Las mujeres que aguantan una situación desagradable durante mucho tiempo, no escogen.

No escogen y siguen aguantando en un bucle infinito que se va retroalimentando. Una situación que es la única posibilidad de vida que ven y sienten, en ese momento de sus vidas.

Mujeres solas, corrientes, con poco apoyo social (por un lado, por no tenerlo y por otro, por no disponer de las habilidades y contactos para conseguirlo) y además con el aliciente que todo está bien, todo es normal, que nada puede cambiar esa situación.

Mujeres que aguantan en silencio una vida incómoda

Mujeres que tienen miedo porque están perdidas, sin saber que están perdidas, hasta que son conscientes y sufren por el tiempo perdido durante una etapa.  Y temen estar aún más perdidas, de cara al futuro, si toman decisiones que las pueda dejar en peor situación, por lo menos, a corto-medio plazo.

Ya lo decía Maslow, en su pirámide de necesidades básicas: primero atendemos a nuestras necesidades fisiológicas y de seguridad y protección para después, salir fuera, cubrir una necesidad de afiliación y de reconocimiento (propio y el de los demás).

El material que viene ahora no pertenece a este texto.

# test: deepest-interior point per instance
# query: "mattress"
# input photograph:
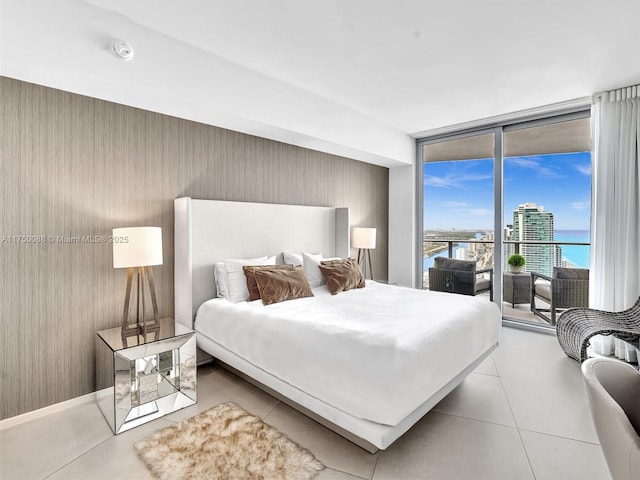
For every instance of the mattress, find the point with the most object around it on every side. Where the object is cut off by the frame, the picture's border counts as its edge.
(375, 353)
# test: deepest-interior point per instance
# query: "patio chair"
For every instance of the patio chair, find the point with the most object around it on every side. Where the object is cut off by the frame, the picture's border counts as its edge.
(576, 326)
(566, 288)
(459, 276)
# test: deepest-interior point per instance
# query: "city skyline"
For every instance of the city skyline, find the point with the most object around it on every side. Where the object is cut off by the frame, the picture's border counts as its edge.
(459, 194)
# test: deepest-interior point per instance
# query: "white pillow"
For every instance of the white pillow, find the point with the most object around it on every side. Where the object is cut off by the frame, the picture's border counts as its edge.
(222, 279)
(292, 258)
(311, 266)
(237, 282)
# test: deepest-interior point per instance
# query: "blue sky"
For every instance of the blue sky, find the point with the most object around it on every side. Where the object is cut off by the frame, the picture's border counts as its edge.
(459, 194)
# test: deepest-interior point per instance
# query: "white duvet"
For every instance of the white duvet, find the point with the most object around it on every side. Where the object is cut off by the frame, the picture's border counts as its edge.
(376, 353)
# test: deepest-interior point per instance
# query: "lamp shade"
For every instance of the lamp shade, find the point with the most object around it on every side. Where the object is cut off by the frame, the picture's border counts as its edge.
(137, 247)
(363, 237)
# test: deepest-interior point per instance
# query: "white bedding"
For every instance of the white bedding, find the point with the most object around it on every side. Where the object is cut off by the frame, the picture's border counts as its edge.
(375, 353)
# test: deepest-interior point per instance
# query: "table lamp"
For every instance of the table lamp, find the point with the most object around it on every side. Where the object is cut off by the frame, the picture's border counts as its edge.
(138, 248)
(364, 239)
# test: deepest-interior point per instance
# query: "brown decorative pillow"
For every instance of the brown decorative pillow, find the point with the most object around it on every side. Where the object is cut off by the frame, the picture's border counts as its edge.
(280, 285)
(342, 275)
(250, 274)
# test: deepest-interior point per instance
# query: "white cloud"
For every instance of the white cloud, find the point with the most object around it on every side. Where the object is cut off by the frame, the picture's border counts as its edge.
(584, 169)
(481, 212)
(455, 204)
(454, 181)
(533, 164)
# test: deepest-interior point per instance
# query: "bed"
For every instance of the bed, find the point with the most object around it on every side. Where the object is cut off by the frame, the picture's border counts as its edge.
(368, 374)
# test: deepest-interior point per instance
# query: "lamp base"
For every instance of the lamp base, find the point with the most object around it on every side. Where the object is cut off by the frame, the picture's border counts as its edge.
(141, 327)
(364, 257)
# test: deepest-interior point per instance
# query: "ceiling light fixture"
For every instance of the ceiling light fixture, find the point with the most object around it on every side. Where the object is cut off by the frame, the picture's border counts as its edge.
(122, 50)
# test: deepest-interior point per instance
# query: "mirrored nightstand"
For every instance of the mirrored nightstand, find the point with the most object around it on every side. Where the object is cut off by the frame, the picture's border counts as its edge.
(139, 380)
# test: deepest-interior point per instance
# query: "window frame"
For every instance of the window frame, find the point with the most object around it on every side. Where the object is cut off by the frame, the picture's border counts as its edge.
(498, 129)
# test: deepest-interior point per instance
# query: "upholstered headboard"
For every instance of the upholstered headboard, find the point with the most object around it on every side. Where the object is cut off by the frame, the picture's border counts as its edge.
(207, 231)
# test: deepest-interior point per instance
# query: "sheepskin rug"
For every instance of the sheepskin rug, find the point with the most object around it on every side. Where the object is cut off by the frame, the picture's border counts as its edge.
(225, 443)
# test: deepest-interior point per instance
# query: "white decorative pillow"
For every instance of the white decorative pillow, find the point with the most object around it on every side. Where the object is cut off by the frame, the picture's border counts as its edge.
(311, 265)
(292, 258)
(222, 279)
(237, 282)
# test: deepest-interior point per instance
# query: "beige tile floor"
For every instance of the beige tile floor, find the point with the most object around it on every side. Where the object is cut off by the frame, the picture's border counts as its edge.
(522, 414)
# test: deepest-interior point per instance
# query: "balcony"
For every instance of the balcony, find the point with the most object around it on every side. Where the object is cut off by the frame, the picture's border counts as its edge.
(481, 250)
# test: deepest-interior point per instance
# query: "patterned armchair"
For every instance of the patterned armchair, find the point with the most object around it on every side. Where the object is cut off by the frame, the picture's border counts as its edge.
(567, 288)
(459, 276)
(577, 326)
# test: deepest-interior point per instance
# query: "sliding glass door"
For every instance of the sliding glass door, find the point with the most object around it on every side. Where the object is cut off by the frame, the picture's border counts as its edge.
(458, 185)
(521, 188)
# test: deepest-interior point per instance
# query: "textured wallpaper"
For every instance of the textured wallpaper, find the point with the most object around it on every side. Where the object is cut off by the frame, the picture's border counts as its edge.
(72, 168)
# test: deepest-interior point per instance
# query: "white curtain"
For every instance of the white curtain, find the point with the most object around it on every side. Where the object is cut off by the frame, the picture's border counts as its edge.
(615, 221)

Te encierras en tu micromundo, en tu miniburbuja, deseando que cambie algo… cuando eres consciente al final que solo lo puedes hacer TÚ (con ayuda si lo necesitas, aunque solo tú puedes cambiar tu vida).

Hasta llegar a ese punto de inflexión, ha pasado mucho tiempo y pocas experiencias gratificantes en tu vida, ¿no es cierto?

Mujeres que tienen un rol o una etiqueta desde hace ya muchos años o desde que nacieron y que sonríen ante los demás, porque todo está bien ¿no? Aparentemente todo está bien, afectando ese MAL-estar, a todos los ámbitos de su existencia – relaciones sociales, autonomía económica, independencia de movimientos…

No Escoger

Un día llegaste al mundo y la vorágine del día a día, tus experiencias, te han llevado donde estás ahora.

Y sumida en la rabia, frustración, tristeza, en ocasiones… echas la vida atrás y puedes ver que no has escogido lo que tienes, que te dejaste llevar por la corriente, porque en el camino no había momento de sentir, antes de decidir!

!esa posibilidad simplemente no se barajaba!

Ahora sí

Y cuando ya estás en la decisión, cuando ya te planteas un nuevo vivir, se siente en tí un nuevo amanecer. Y ahora si que sí!

Valorarte como el tesoro que eres hasta el final de tu vida.